Die afrikanischen Wildhunde leben überwiegend in der afrikanischen Savanne, praktisch in allen Steppen und Grasgegenden südlich der Sahara. Ähnlich wie andere Afrikanische Säugetiere auch sind sie absolut keine Einzelgänger.
Es kommt oft vor, dass Wildhund-Rudel zwischen fünf bis zu mehreren Dutzend Tiere umfassen. Insofern kann gesagt werden, dass diese Tiergattung zu den sozialsten unter den verschiedenen Tiergemeinschaften gehört. Die Tiere handeln und verhalten sich gruppenorientiert, eine auffällige Hierarchie wird ganz selten festgestellt.

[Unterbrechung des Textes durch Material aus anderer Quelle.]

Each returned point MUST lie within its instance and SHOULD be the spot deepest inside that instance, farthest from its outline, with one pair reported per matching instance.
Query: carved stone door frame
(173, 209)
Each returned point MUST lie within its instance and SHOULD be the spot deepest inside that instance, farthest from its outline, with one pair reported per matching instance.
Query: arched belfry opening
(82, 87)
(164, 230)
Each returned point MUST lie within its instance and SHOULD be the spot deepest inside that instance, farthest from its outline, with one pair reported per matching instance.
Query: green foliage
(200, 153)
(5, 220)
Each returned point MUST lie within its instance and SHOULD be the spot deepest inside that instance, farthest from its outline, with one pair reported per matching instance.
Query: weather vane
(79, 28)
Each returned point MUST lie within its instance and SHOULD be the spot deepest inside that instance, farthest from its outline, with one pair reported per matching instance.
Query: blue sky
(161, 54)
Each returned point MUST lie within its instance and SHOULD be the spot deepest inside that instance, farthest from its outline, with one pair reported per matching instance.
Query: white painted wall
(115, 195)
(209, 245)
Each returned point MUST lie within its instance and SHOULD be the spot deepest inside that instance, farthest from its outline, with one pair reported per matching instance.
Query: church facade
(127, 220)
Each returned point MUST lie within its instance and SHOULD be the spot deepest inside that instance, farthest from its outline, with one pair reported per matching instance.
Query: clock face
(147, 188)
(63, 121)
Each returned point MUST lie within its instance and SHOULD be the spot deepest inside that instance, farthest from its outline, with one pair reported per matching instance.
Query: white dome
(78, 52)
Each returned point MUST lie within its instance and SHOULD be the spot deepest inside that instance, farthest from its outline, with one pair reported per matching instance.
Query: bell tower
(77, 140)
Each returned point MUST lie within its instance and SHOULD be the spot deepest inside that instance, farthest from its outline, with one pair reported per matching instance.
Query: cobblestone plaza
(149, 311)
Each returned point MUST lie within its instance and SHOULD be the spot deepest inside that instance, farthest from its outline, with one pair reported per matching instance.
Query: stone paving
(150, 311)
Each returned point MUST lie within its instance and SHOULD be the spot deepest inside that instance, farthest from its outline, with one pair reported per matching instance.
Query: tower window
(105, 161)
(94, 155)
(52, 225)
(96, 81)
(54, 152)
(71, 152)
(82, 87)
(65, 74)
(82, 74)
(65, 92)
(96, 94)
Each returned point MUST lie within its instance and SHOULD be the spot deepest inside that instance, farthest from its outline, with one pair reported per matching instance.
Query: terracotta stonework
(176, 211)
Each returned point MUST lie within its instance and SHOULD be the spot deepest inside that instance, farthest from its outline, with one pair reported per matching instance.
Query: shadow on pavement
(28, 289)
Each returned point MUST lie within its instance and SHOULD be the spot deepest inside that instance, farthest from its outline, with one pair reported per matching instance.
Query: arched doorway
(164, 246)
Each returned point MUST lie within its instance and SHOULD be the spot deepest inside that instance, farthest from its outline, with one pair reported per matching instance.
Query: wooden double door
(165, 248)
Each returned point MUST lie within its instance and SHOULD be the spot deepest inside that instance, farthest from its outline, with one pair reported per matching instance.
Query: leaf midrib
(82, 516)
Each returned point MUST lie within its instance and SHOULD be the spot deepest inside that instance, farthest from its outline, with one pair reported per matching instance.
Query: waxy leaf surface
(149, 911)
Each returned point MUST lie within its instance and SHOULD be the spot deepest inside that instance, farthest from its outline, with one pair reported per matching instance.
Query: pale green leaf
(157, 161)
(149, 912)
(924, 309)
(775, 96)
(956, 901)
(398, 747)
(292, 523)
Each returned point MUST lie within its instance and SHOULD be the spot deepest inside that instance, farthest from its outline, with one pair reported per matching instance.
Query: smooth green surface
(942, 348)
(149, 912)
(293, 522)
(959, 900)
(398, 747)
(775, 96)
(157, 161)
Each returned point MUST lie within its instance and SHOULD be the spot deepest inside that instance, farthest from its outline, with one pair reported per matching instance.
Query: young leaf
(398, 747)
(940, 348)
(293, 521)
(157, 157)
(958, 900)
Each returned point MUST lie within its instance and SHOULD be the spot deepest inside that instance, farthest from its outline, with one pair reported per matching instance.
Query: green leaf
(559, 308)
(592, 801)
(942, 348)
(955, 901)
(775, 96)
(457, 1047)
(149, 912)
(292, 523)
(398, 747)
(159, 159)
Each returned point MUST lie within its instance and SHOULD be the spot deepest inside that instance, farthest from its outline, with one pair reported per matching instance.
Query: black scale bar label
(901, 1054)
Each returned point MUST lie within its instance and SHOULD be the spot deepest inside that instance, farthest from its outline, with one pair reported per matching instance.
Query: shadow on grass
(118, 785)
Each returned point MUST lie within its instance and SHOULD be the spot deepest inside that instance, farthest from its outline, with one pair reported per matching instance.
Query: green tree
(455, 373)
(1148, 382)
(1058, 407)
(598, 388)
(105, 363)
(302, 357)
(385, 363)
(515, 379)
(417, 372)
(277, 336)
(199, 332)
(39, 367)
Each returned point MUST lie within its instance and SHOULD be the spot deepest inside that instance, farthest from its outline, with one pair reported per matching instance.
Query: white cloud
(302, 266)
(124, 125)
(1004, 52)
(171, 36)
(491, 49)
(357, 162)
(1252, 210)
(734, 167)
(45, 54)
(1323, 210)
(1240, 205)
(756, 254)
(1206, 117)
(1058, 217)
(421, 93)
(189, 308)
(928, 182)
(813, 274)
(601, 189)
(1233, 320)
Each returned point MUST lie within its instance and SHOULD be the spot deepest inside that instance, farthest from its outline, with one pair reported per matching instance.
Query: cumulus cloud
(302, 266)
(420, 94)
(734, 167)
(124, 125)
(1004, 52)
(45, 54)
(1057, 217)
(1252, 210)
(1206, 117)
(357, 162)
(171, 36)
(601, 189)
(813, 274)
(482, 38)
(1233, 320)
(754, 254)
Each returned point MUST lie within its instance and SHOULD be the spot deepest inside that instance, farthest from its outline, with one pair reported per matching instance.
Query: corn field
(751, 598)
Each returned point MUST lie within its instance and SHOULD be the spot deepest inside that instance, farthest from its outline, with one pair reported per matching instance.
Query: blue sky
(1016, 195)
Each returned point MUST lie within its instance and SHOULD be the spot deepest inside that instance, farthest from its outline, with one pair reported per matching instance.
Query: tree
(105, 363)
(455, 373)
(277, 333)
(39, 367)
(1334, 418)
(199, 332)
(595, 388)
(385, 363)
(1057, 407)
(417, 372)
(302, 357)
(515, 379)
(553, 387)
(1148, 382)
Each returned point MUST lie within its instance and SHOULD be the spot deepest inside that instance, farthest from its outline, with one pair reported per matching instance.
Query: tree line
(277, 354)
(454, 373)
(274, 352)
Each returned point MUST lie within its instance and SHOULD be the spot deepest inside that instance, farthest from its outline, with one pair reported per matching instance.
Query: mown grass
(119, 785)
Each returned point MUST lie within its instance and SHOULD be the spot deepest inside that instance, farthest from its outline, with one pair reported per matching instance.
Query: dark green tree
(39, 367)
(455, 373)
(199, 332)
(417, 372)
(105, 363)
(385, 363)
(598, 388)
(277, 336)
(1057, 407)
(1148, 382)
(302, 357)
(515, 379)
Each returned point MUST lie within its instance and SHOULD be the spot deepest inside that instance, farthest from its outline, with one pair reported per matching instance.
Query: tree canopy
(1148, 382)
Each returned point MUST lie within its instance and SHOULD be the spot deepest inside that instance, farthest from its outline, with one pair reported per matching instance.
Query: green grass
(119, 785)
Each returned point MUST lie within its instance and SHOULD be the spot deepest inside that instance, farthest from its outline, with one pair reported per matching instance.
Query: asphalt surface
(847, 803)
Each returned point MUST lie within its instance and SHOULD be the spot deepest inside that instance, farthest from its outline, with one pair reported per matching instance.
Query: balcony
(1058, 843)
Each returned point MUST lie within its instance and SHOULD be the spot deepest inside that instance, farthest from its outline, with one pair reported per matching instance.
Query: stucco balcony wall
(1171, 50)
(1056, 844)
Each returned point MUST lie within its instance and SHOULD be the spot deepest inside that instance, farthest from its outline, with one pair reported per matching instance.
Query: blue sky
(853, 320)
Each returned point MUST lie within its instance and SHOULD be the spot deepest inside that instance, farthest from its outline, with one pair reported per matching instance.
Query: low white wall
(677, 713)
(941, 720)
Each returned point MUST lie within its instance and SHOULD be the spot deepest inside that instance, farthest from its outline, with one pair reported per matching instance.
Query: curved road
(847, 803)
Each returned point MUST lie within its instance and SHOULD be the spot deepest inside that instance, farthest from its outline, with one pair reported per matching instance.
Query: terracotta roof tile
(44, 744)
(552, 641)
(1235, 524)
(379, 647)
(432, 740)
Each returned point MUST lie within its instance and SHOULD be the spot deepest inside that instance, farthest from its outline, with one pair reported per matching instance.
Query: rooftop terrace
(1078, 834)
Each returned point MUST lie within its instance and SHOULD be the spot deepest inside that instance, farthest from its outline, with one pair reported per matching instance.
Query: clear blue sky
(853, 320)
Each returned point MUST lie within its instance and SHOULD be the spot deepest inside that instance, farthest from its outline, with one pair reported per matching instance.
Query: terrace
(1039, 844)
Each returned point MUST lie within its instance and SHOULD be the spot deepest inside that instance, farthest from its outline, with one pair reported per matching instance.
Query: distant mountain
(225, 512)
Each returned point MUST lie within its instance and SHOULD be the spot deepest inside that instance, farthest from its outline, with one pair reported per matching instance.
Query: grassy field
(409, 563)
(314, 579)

Die Jagd der afrikanischen Wildhunde ähnelt sehr stark der bekannten Art und Weise bei den Wölfen. Das heißt, dass alle Tiere eines Rudels gemeinsam jagen und sich dabei abwechseln. Auf diese Weise entsteht eine ausdauernde Hetzjagd, bei der das gejagte Tier meistens wegen Erschöpfung letztendlich dem Rudel unterliegt.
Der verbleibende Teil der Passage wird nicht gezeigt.